Thursday Jul 09, 2009

Rack and content_type for multipart requests

I wrote this entry a while back but never posted it. Seems a shame to waste it.

 While updating the Apache Olio app to do caching we found that on the new test rig, adding events and people (it's a Social networking app) would fail. We had moved to the new rig because our time on the lab systems had run out, but fortunately we diligently left an overlap and were able to go back and look at the Rails stack to see what had changed. The problem that we were seeing gave us a clue as all of the parameters in the  HTTP POST request that contained the person or the event details looked like this:

Parameters: {"address"=>{"city"=>#<File:/tmp/RackMultipart4952-35>, "zip"=>#<File:/tmp/RackMultipart4952-37>, "country"=>#<File:/tmp/RackMultipart4952-38>, "street1"=>#<File:/tmp/RackMultipart4952-33>, "street2"=>#<File:/tmp/RackMultipart4952-34>, "state"=>#<File:/tmp/RackMultipart4952-36>}, "commit"=>#<File:/tmp/RackMultipart4952-20>, "event_image"=>#<File:/tmp/RackMultipart4952-30>, "event_document"=>#<File:/tmp/RackMultipart4952-31>, "authenticity_token"=>#<File:/tmp/RackMultipart4952-39>, "event"=>{"title"=>#<File:/tmp/RackMultipart4952-21>, "event_timestamp(1i)"=>#<File:/tmp/RackMultipart4952-25>, "event_timestamp(2i)"=>#<File:/tmp/RackMultipart4952-26>, "event_timestamp(3i)"=>#<File:/tmp/RackMultipart4952-27>, "telephone"=>#<File:/tmp/RackMultipart4952-24>, "description"=>#<File:/tmp/RackMultipart4952-23>, "summary"=>#<File:/tmp/RackMultipart4952-22>, "event_timestamp(4i)"=>#<File:/tmp/RackMultipart4952-28>, "event_timestamp(5i)"=>#<File:/tmp/RackMultipart4952-29>}, "tag_list"=>#<File:/tmp/RackMultipart4952-32>}

instead of like this:

Parameters: {"address"=>{"city"=>"aaynaiuotrtgs", "zip"=>"81602", "country"=>"USA", "street1"=>"49857 Pk Ln", "street2"=>"", "state"=>"BC"}, "commit"=>"Create", "event_image"=>#<File:/tmp/RackMultipart4833-2>, "event_document"=>#<File:/tmp/RackMultipart4833-3>, "authenticity_token"=>"VdNDLR/dCCJe96Ua3zEC9ZOwPg2DxujQ5D6pxI9E0ws=", "event"=>{"title"=>"aa rygrtokldq t ", "event_timestamp(1i)"=>"2008", "event_timestamp(2i)"=>"10", "event_timestamp(3i)"=>"20", "telephone"=>"0014879641640", "description"=>"kw sjnieb vui fslzpn jokjw xjijsm jzeweyio dthti vckudre osoempc jurldvyi adusy twghtlzwluh cowiczskxg wql ctulke km yxtuost enixrl qv to ltszeriord lpxrlp cokjtrehwc mbrnchxh fdnxwie x nuuzpvvv pqlwqghg thwtgc svuzbnzdokgv iqwsrvokviuw l z gnr trkmc aspwbgckozcg so jq dcjxl vluosk dypk rkhg iseurrximrvk qnepyyzxu iugxbgmvcui mahnpibcoa wbhvplqym ogompcsikpz engr ugipr uvj w duk dqefcurj zoztkh ", "summary"=>"x c ztsg ncccoca e dspe azhzwvcz blfdtdllh zpbothd gctqotpln eunpoudzboef fcbzcstxh ", "event_timestamp(4i)"=>"20", "event_timestamp(5i)"=>"10"}, "tag_list"=>"tag1"}

So all of the parameters in the request were being treated as file uploads and it very much looked like Rack might be the cause.
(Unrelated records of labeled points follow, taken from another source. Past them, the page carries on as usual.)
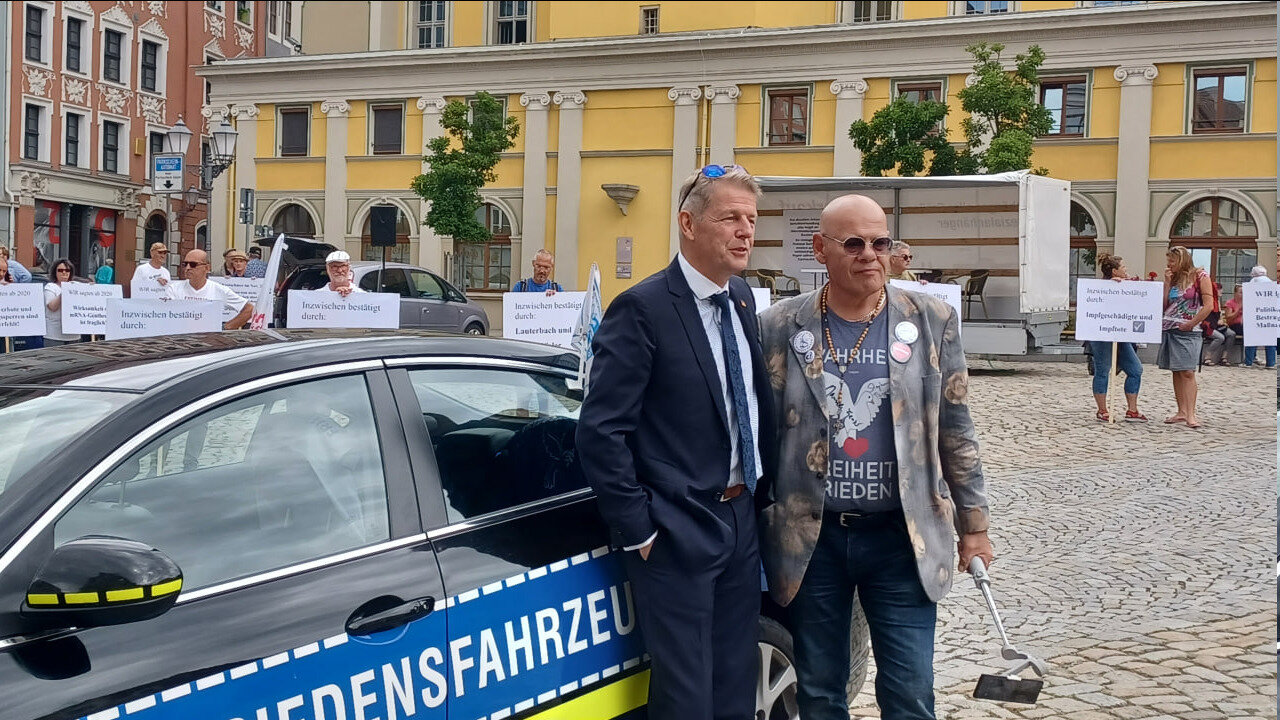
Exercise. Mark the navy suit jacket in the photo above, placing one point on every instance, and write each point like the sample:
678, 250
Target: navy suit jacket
653, 432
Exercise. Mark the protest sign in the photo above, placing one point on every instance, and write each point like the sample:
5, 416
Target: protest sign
22, 310
1118, 311
327, 309
946, 292
129, 318
243, 287
85, 306
1261, 317
540, 318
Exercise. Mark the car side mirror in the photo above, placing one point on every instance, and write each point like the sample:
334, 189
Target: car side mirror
101, 580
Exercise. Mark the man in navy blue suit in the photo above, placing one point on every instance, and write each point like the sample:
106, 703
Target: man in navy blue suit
675, 436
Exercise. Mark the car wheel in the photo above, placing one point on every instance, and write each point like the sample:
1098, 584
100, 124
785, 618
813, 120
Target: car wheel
776, 683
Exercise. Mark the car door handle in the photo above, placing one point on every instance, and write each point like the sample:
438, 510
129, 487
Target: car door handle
375, 616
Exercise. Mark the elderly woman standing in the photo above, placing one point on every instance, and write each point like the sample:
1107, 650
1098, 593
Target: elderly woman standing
1127, 358
62, 272
1185, 291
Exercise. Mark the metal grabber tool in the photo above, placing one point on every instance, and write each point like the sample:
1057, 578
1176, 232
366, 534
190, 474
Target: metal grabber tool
1008, 687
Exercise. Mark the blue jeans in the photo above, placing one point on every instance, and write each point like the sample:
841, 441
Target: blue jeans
1251, 354
1127, 359
873, 557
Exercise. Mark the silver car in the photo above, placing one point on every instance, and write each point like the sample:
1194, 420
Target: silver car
428, 301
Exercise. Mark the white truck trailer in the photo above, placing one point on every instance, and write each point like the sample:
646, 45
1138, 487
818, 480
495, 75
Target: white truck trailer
1014, 227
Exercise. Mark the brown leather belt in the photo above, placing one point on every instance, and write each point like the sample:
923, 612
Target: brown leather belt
731, 492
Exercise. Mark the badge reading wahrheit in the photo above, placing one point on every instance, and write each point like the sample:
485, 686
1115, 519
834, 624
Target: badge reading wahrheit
803, 341
900, 351
906, 332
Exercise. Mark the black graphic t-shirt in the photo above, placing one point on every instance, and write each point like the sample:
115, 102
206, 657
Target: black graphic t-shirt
862, 470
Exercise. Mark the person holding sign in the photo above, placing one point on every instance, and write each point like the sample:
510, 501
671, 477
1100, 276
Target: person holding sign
62, 272
1185, 290
337, 264
197, 286
1127, 358
151, 274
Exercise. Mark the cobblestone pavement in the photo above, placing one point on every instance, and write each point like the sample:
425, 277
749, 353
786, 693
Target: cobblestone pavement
1136, 559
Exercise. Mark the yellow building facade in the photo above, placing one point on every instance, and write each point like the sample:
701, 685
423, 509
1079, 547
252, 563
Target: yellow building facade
1165, 118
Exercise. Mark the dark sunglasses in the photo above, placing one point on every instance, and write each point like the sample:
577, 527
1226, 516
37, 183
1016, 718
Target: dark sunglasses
855, 245
709, 172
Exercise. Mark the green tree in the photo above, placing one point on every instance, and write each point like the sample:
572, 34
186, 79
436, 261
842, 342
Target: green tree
1004, 112
897, 137
461, 162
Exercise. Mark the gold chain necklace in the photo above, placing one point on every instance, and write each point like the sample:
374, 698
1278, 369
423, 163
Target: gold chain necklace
831, 346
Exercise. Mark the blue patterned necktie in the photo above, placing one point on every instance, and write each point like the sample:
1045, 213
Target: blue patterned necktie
737, 390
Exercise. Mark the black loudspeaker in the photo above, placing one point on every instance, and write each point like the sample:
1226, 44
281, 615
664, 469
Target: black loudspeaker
382, 226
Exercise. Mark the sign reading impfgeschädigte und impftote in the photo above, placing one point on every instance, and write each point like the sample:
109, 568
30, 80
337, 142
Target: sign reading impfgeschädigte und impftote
145, 318
22, 309
1118, 311
327, 309
542, 318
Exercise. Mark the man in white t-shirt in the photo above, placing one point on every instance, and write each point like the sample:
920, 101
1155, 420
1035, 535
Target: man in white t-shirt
150, 278
197, 286
337, 264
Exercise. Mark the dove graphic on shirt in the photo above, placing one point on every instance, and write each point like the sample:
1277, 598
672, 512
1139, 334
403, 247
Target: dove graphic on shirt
855, 414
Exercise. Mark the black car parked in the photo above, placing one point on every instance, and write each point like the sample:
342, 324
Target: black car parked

We had been using Thin as our Rails runtime and a check on the two systems showed that the old system had Thin 1.0.0 and Rack 0.9.1 and the new system had Thin 1.2.2 and Rack 1.0.0. Going back to the older versions fixed the issue.
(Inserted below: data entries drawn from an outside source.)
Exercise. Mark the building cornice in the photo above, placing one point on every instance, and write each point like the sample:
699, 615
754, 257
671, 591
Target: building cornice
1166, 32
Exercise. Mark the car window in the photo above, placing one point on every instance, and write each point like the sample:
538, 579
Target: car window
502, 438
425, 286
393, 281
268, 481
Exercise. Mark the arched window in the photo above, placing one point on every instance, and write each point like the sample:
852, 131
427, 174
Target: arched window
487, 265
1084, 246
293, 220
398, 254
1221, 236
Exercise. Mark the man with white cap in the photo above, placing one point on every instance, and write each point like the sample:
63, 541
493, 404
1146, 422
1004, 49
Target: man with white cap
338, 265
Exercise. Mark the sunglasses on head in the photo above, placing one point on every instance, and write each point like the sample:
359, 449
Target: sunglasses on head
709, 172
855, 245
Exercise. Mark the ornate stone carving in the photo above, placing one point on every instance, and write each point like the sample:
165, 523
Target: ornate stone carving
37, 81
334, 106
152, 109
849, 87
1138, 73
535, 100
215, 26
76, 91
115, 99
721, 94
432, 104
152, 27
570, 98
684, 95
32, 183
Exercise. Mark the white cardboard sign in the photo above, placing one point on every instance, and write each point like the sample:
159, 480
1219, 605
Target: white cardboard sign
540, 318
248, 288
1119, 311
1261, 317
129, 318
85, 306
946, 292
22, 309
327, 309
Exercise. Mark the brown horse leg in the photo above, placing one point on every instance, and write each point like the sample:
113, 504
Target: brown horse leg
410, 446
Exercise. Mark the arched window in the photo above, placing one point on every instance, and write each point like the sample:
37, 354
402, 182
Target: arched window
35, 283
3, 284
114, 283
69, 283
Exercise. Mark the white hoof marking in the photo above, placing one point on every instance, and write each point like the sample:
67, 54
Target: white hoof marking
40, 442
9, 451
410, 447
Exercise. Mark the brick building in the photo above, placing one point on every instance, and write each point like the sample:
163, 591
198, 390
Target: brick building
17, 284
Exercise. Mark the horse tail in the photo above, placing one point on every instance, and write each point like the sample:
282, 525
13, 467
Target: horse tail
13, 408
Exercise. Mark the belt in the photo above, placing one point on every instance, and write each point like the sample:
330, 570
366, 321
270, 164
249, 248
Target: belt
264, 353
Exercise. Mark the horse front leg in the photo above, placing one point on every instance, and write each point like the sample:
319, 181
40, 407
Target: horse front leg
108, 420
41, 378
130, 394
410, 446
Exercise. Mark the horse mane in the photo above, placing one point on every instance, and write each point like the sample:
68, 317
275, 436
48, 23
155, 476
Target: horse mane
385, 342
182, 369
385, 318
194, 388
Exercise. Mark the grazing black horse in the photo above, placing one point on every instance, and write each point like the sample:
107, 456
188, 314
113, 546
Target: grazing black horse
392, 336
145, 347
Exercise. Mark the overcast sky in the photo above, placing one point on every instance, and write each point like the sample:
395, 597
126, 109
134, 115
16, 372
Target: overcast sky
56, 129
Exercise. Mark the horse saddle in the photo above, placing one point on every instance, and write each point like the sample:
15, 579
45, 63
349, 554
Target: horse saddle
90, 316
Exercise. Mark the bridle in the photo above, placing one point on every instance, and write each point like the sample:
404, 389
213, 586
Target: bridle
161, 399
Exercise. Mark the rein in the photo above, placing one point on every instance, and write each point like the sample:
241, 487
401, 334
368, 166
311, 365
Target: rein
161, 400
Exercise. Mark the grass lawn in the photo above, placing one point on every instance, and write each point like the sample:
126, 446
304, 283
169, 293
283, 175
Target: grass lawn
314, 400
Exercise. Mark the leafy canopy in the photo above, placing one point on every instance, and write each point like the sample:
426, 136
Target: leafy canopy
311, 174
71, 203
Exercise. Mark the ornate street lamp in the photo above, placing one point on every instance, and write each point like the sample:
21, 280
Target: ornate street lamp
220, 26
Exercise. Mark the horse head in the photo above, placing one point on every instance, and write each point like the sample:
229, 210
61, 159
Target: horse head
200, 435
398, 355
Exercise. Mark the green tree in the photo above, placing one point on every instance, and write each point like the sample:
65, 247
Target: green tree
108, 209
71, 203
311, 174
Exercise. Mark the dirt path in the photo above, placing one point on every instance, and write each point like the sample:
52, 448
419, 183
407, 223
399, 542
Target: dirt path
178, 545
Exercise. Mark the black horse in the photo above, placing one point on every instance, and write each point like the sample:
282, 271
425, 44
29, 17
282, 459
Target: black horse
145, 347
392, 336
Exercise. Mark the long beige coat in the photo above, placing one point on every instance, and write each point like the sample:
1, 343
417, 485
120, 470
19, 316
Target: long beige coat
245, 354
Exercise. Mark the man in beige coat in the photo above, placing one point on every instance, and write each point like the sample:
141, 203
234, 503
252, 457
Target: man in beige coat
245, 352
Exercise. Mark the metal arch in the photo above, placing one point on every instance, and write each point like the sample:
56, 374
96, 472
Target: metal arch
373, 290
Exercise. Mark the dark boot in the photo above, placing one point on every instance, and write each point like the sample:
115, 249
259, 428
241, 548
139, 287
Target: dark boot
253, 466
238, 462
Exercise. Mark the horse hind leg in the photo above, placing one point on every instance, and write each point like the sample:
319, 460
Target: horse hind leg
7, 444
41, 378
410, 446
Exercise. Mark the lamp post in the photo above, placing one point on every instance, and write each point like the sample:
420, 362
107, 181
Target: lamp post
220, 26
Rack processes multipart form data with a couple of passes through the class method parse_multipart(env) (rack/utils.rb) where env is a wrapper around the request (as StringIO). The first pass processes the StringIO and extracts the form data and it's parts. To determine if a part is a file upload it used to run the following check:

filename = head[/Content-Disposition:.\* filename="?([\^\\";]\*)"?/ni, 1]
if filename
  body = Tempfile.new("RackMultipart")
  body.binmode  if body.respond_to?(:binmode)
end

Which basically locates lines like the following in the form data:

    Encapsulated multipart part:  (image/jpeg)
        Content-Disposition: form-data; name="event_image"; filename="event.jpg"\\r\\n

In Rack 1.0.0 the conditional changed to:

if content_type || filename
  body = Tempfile.new("RackMultipart")
  body.binmode  if body.respond_to?(:binmode)
end

The check for content_type had always been there and I won't list the code, but needless to say the conditional was now: if either content_type or filename (or both) are set then treat this part as a file upload.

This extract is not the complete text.